The FDA has granted approval for the Investigational New Drug (IND) application of AS1986NS, a novel agent developed by Antelope Surgical Solutions for the enhanced detection and treatment of prostate cancer. This approval paves the way for the initiation of phase 1/2 clinical trials, slated to begin in early 2025.
AS1986NS: A Dual-Modality Approach
AS1986NS is designed with a dual-modality approach, combining a fluorescent marker with lutetium-175, a radioactive isotope. The fluorescent marker is intended to provide surgeons with real-time visualization of cancerous tissue during surgery, enabling more precise differentiation between malignant and healthy tissue. Concurrently, the lutetium-175 radiolabel facilitates detailed imaging of cancer sites through PET scanning.
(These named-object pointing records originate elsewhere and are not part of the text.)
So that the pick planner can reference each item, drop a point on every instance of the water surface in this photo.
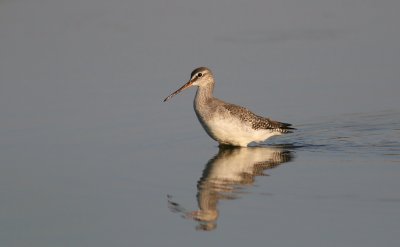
(91, 156)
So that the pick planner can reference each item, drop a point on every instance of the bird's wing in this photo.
(255, 121)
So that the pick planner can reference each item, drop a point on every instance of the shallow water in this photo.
(91, 156)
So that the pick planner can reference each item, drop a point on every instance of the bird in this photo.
(226, 123)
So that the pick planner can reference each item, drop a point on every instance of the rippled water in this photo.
(369, 139)
(91, 156)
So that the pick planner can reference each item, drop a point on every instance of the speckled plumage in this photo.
(227, 123)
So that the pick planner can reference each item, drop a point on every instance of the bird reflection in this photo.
(226, 177)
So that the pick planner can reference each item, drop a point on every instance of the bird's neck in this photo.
(204, 93)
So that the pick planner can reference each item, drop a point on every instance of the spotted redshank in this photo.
(227, 123)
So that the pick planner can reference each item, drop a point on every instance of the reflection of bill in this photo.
(225, 176)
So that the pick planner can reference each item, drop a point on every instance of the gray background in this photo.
(88, 151)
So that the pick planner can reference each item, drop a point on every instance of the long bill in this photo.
(188, 84)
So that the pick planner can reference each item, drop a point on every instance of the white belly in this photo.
(235, 132)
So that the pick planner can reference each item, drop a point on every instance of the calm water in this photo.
(91, 156)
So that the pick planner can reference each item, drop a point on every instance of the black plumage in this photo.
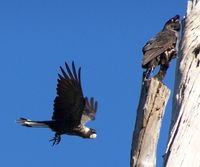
(71, 109)
(161, 49)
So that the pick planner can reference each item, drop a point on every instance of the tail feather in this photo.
(29, 123)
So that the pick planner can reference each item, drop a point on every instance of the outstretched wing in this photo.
(89, 111)
(156, 46)
(69, 102)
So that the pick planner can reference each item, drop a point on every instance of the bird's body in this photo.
(71, 109)
(161, 49)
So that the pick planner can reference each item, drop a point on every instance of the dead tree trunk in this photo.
(153, 99)
(184, 141)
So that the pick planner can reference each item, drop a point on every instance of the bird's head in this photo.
(92, 133)
(173, 23)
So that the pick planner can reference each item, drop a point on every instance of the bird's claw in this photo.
(56, 139)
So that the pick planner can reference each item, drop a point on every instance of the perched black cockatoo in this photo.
(161, 49)
(71, 109)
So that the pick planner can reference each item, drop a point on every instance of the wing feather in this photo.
(69, 102)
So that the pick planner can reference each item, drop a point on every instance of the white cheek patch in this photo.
(93, 136)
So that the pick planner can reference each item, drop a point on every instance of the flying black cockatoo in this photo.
(161, 49)
(71, 109)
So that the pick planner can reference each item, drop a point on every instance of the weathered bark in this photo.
(153, 99)
(183, 147)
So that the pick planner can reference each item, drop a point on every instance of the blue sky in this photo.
(104, 38)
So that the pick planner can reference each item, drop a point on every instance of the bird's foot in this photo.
(56, 140)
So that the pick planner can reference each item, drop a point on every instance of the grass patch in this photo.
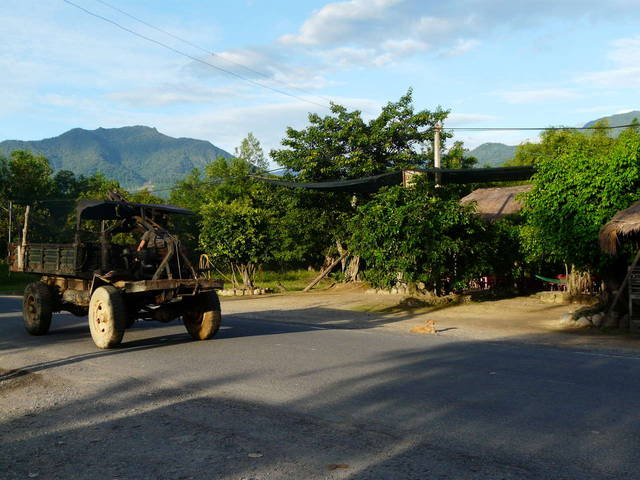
(291, 280)
(412, 305)
(11, 282)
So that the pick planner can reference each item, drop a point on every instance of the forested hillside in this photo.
(134, 156)
(492, 154)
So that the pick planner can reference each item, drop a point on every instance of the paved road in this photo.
(275, 400)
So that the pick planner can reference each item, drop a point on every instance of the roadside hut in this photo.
(494, 203)
(625, 225)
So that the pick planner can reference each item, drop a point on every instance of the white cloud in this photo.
(460, 47)
(626, 51)
(617, 78)
(625, 54)
(464, 119)
(538, 95)
(163, 95)
(335, 22)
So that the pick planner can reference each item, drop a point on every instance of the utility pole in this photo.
(436, 151)
(10, 219)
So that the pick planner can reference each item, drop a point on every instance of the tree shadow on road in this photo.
(436, 409)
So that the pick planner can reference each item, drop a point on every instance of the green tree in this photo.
(343, 145)
(419, 234)
(237, 235)
(251, 152)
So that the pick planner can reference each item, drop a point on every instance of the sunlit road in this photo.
(275, 400)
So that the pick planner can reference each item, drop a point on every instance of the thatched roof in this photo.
(495, 203)
(624, 223)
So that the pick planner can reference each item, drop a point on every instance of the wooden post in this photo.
(23, 244)
(325, 272)
(10, 219)
(624, 284)
(437, 161)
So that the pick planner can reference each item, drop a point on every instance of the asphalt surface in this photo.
(279, 399)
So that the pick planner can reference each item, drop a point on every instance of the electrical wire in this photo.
(209, 52)
(195, 59)
(509, 129)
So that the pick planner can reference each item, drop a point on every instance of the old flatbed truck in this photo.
(114, 284)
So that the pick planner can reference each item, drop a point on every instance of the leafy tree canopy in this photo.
(343, 145)
(582, 182)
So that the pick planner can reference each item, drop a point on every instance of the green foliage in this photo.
(235, 233)
(418, 234)
(578, 187)
(342, 145)
(492, 154)
(251, 152)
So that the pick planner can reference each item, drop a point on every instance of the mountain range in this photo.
(134, 156)
(495, 154)
(141, 156)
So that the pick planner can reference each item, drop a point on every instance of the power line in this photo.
(506, 129)
(209, 52)
(195, 59)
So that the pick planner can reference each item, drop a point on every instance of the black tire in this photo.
(107, 317)
(202, 316)
(37, 308)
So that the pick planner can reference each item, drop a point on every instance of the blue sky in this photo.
(492, 62)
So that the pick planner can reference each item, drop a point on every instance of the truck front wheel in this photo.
(202, 316)
(107, 317)
(37, 308)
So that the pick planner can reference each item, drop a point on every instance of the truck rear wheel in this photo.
(107, 317)
(202, 316)
(37, 308)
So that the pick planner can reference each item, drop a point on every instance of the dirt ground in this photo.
(526, 318)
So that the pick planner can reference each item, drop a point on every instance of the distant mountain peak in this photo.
(134, 155)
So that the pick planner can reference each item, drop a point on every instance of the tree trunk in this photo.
(247, 272)
(341, 252)
(353, 270)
The anticipated benefits of AS1986NS include improved surgical precision and enhanced imaging capabilities, potentially leading to better outcomes for patients with prostate cancer. Amy Wu, MD, CEO of Antelope Surgical, stated, "This approval brings us one step closer to offering a new hope for patients suffering from all stages of prostate cancer. Our goal is to automate surgery in the future to impact outcomes and improve efficiency."
Clinical Trial Details
The upcoming phase 1/2 clinical trials, pending Institutional Review Board (IRB) approval and National Clinical Trial (NCT) registration, will be led by Ashutosh Tewari, MD, from Mount Sinai in New York, and Po-Hung Lin, MD, from Chang Gung Memorial Hospital in Taiwan. These trials will primarily focus on evaluating the safety and effectiveness of AS1986NS in patients diagnosed with prostate cancer.
Potential Expansion to Other Cancers
Antelope Surgical Solutions envisions that if the clinical trials demonstrate positive results, AS1986NS could be expanded to other cancer types, broadening its impact on surgical oncology. The company aims to automate surgery to impact outcomes and improve efficiency.